Soryaza snorted her disbelief, then spat on the wet floor. “Well, get back to work. And speak Hierosoline, both of you. You aren’t in the south anymore!”

As the laundry-mistress stalked away several of the other women sidled over to find out what had happened. Qinnitan knew most of their names already, although two were new enough she had only seen them and not spoken to them.

“Is she always angry?” asked one of these new workers, an anxious, scrawny young thing with pink-tinged eyes and twitching nose—the others had already named her Rabbit.

“Always,” Yazi said. “Her feet hurt. And her back hurts too.”

“Pah!” said one of the other women. “She’s been saying that for years. Didn’t stop her from picking that boy Gregor up and throwing him out the door when she caught him sleeping in the drying room. Or from kicking over a tub or two when she’s in the mood.”

“Nira, someone said you were a priestess in Xis,” the girl called Rabbit suddenly said to Qinnitan. “Is that true?”

She was always a little slow to recognize her own false name, although she was getting better at it, and speaking Hierosoline slowed her down even more, so it took a moment for the question to sink in. When it did, she felt a chill. By the Dark Queen, does everyone know already? Curse this nest of busybodies, and curse Soryaza—she must have told someone.

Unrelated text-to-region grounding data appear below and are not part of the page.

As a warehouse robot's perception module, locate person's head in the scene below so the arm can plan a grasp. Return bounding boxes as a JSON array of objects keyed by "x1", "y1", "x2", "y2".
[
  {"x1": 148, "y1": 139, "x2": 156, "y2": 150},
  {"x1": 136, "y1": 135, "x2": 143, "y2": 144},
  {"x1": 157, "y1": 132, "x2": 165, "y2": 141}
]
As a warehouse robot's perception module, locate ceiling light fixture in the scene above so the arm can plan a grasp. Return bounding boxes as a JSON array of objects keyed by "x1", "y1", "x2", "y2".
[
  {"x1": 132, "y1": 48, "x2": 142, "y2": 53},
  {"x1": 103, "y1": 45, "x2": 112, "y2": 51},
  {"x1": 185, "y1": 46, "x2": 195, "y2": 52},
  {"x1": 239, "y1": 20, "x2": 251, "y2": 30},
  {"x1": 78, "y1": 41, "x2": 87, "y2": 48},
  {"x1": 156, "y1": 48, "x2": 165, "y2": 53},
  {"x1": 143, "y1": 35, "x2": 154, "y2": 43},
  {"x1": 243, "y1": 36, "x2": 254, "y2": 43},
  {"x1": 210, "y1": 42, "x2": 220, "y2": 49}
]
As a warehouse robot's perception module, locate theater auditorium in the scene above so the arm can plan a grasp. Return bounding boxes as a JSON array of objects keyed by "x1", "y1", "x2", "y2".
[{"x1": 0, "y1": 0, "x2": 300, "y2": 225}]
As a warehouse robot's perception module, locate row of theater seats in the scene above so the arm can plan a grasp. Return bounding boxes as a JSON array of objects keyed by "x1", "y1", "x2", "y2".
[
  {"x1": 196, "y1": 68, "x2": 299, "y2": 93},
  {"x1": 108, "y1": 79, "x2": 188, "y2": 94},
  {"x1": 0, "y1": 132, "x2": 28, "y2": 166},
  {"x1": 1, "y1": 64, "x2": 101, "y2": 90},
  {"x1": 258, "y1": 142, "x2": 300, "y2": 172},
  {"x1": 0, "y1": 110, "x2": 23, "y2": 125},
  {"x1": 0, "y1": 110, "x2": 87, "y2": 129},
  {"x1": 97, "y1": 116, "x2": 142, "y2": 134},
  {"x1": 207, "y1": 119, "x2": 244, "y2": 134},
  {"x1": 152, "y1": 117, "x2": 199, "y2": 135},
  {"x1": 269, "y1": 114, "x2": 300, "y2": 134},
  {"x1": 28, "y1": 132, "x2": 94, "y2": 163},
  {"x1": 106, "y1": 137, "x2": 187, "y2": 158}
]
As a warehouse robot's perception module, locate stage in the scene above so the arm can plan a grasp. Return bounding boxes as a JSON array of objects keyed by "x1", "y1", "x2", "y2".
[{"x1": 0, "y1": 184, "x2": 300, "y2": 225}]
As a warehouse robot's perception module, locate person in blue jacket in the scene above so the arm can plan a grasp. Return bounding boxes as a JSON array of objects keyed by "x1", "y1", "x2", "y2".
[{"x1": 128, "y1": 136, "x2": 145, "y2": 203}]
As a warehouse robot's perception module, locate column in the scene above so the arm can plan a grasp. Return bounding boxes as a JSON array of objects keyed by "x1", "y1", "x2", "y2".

Out loud, she said, “I...was not priestess. Just...” She searched for a word, but her command of the language was still weak. “Just helper.”

“In the Hive?” Rabbit asked. “Someone said it was in the Hive. I’ve heard of that place. Was it like they say —did the priests come in and...you know? With the priestesses?”

“Silence, girl,” said one of the other new workers, an old woman with a burn-scarred face and a mouth where dark holes outnumbered ruined teeth. She glared at Rabbit. “Don’t ask so many question. She does not want to talk, maybe.” Her command of Hierosoline was better than Qinnitan’s, but it was easy to hear that she too was a southerner.

“I only wanted to know...!” Rabbit squeaked.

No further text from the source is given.